Additional practices for complex systems
For protocols with higher complexity or significant value at risk, teams often include:
- Property-based tests for critical invariants
- Fuzz testing to explore edge cases and unexpected inputs
These approaches help validate key rules across a wide range of scenarios and complement manual review.
Step 5. Code Freeze
A code freeze is the practice of halting non-critical changes during an audit so reviewers work against a stable, consistent version of the codebase.
What to do
- Tag a specific commit hash as the audit baseline
- Lock dependency versions
- Document what changes, if any, are permitted during the review:
- Critical fix-only patches
- No architectural rewrites
- No feature development
A clear code freeze reduces rework and ensures findings remain relevant throughout the audit.

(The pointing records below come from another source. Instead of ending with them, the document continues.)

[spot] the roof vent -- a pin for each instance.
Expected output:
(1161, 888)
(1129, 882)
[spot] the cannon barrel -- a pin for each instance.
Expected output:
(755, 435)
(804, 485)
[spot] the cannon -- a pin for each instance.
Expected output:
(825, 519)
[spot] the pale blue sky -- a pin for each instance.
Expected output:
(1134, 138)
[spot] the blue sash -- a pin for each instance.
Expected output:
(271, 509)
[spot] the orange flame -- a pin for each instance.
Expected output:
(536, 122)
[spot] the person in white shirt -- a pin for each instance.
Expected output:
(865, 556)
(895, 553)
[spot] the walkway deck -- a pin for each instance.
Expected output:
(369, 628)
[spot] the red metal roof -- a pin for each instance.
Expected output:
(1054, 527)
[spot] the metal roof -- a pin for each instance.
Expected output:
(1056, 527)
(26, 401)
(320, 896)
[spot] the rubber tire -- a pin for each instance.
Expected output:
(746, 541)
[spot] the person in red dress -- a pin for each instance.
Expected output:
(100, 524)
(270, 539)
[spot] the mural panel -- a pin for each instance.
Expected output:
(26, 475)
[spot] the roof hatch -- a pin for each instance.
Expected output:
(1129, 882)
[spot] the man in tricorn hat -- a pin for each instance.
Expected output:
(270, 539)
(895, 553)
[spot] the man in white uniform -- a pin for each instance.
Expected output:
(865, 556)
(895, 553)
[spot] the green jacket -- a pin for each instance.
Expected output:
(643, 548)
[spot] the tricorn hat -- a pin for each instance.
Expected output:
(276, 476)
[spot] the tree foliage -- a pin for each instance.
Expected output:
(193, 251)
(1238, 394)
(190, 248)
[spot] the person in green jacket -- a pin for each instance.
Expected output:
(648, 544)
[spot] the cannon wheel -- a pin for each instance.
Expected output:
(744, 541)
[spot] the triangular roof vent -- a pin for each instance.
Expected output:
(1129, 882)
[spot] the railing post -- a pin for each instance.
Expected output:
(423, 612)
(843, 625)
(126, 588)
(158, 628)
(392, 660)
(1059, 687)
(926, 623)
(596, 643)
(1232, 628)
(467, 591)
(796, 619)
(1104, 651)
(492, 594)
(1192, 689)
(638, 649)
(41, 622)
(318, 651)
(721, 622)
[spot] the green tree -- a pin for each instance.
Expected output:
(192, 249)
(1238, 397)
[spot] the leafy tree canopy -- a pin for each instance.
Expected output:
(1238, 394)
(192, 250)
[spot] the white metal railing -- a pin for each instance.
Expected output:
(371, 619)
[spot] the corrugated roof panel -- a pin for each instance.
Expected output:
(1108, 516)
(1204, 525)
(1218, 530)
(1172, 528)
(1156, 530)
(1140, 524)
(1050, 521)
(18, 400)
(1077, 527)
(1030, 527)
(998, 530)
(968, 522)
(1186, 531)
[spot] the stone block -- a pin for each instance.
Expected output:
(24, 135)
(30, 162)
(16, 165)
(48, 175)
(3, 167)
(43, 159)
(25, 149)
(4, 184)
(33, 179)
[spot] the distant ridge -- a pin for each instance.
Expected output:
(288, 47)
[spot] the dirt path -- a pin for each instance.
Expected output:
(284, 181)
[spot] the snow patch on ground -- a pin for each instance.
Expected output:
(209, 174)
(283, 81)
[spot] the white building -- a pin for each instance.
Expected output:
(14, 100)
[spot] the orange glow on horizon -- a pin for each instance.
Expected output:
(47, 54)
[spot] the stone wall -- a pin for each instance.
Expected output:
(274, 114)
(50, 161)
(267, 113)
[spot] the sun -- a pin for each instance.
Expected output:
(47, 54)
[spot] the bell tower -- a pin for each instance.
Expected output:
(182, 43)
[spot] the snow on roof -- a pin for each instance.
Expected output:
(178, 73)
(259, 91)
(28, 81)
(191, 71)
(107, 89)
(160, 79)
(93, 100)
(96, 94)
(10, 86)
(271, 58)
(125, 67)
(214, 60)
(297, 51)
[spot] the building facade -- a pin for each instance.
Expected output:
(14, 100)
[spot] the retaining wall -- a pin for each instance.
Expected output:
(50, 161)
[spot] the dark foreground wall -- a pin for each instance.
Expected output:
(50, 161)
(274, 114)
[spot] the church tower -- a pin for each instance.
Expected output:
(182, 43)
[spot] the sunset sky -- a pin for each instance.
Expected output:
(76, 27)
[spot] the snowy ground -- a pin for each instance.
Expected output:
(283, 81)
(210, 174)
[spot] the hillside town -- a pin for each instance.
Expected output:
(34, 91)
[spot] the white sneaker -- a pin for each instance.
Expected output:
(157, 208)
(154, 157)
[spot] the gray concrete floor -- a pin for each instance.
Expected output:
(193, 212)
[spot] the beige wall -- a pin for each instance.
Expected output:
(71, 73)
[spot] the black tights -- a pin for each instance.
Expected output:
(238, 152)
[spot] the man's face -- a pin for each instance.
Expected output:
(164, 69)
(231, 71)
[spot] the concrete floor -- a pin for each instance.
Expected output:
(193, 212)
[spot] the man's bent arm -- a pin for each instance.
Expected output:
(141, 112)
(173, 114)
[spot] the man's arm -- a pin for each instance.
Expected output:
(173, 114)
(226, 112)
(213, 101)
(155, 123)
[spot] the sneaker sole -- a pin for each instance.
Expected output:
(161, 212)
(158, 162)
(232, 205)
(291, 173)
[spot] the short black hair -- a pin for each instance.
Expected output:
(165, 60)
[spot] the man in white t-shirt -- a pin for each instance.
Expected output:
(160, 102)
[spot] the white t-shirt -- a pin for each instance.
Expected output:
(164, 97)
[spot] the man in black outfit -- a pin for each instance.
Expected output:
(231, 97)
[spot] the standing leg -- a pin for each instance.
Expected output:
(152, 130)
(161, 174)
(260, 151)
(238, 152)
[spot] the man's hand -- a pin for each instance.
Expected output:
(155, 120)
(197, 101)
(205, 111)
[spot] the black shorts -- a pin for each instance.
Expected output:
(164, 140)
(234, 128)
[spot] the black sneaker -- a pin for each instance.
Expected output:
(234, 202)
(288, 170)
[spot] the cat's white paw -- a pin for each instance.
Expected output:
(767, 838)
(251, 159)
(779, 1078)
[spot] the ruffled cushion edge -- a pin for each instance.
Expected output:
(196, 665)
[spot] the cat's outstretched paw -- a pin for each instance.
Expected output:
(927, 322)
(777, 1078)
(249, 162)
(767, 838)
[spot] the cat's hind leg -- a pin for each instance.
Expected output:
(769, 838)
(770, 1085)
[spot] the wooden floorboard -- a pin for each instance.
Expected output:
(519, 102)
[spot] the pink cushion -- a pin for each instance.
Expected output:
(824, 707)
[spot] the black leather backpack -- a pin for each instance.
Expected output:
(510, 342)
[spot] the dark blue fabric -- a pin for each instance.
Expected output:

Download: Audit Readiness Checklist
To help teams prepare more efficiently and avoid common delays, we’ve created a Smart Contract Audit Readiness Checklist.
Use it to:
- Catch avoidable preparation gaps
- Align product, engineering, and security stakeholders
- Start an audit from a stable, reproducible baseline
👉 Download the readiness checklist (PDF)
Common Preparation Mistakes That Slow Audits Down
Teams frequently encounter delays due to:
- Ambiguous requirements (e.g., “users earn rewards”) without clear rules or constraints
- Missing technical context, such as role permissions or upgrade paths
- Broken builds or undocumented setup steps
- Tests that don’t reflect real-world behavior (no edge cases, boundaries, or multi-user scenarios)
- Lack of a defined code freeze, leading to moving targets during review
Addressing these issues early significantly improves audit efficiency.
Final Takeaway
Audit readiness is not administrative overhead. It is a practical part of security engineering that directly affects the quality and efficiency of a review.
When requirements are testable, architecture is documented, environments are reproducible, and the codebase is stable, auditors can focus on what matters most: deep analysis of logic, trust assumptions, and potential exploit paths.